12 Throwback Covers That Make Us LOL
Our Premier issue of American Patchwork & Quilting showcased a quilt in a small diamond, so we had lots of white space to write words on. We quickly learned that bigger pictures of beautiful quilts were much more fun to look at!
Although one of the first rotary cutters was invented by OLFA in 1979, most patterns still called for templates and scissors until the early 1990's. This cover promises to teach readers the magic of rotary cutting and how to use one!
Dark lighting, dark furniture, and family pictures in the background. Need we say more? (And can we talk about that lampshade?!)
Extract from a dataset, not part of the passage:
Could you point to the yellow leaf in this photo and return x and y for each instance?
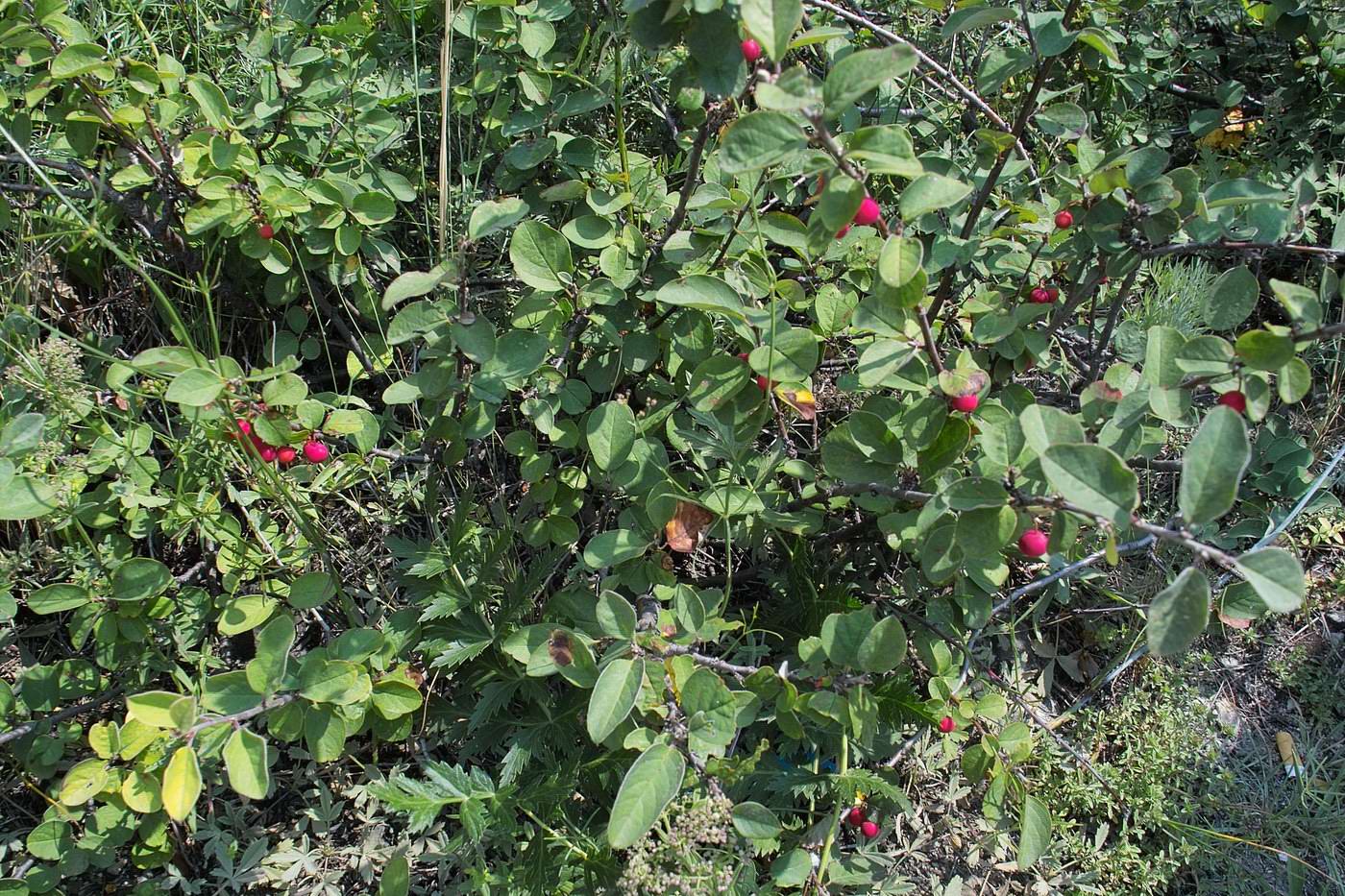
(182, 784)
Have you ever looked at a quilt and thought, Let's take a picture of it in a wheelbarrow? Thankfully, we don't anymore, either!
We want to concentrate on the beautiful quilt, but we can only focus on the creepy Santas. (Those are even worse than Elf on the Shelf, right?)
Now, we can take it for granted that a quick internet search can give us a video tutorial, a free pattern, or step-by-step instructions. But in 1999, we were first premiering our website and it was a big deal -- and we called it Cyber Quilting!
We forget one very important thing for our "Star-Spangled Issue" -- a star block quilt on the cover. Whoops!
It's such a striking cover, but if you look closer, things don't seem quite right. We have a bed and pillows on the floor and a quilt strung on a clothesline indoors.
For our 10th anniversary issue, we're still talking about the joys of rotary cutting! (Although, with the popularity of die-cutting and quilts-in-a-day now, cutting a quilt in a weekend doesn't seem that impressive.)
Anyone else getting nervous with those sharp skates next to that beautiful quilt?
In our effort to make things "strinkingly simple", we didn't add enough words or pictures on the cover to let you know what was inside!
Let's call this cover: "How many font sizes can we use on one page?"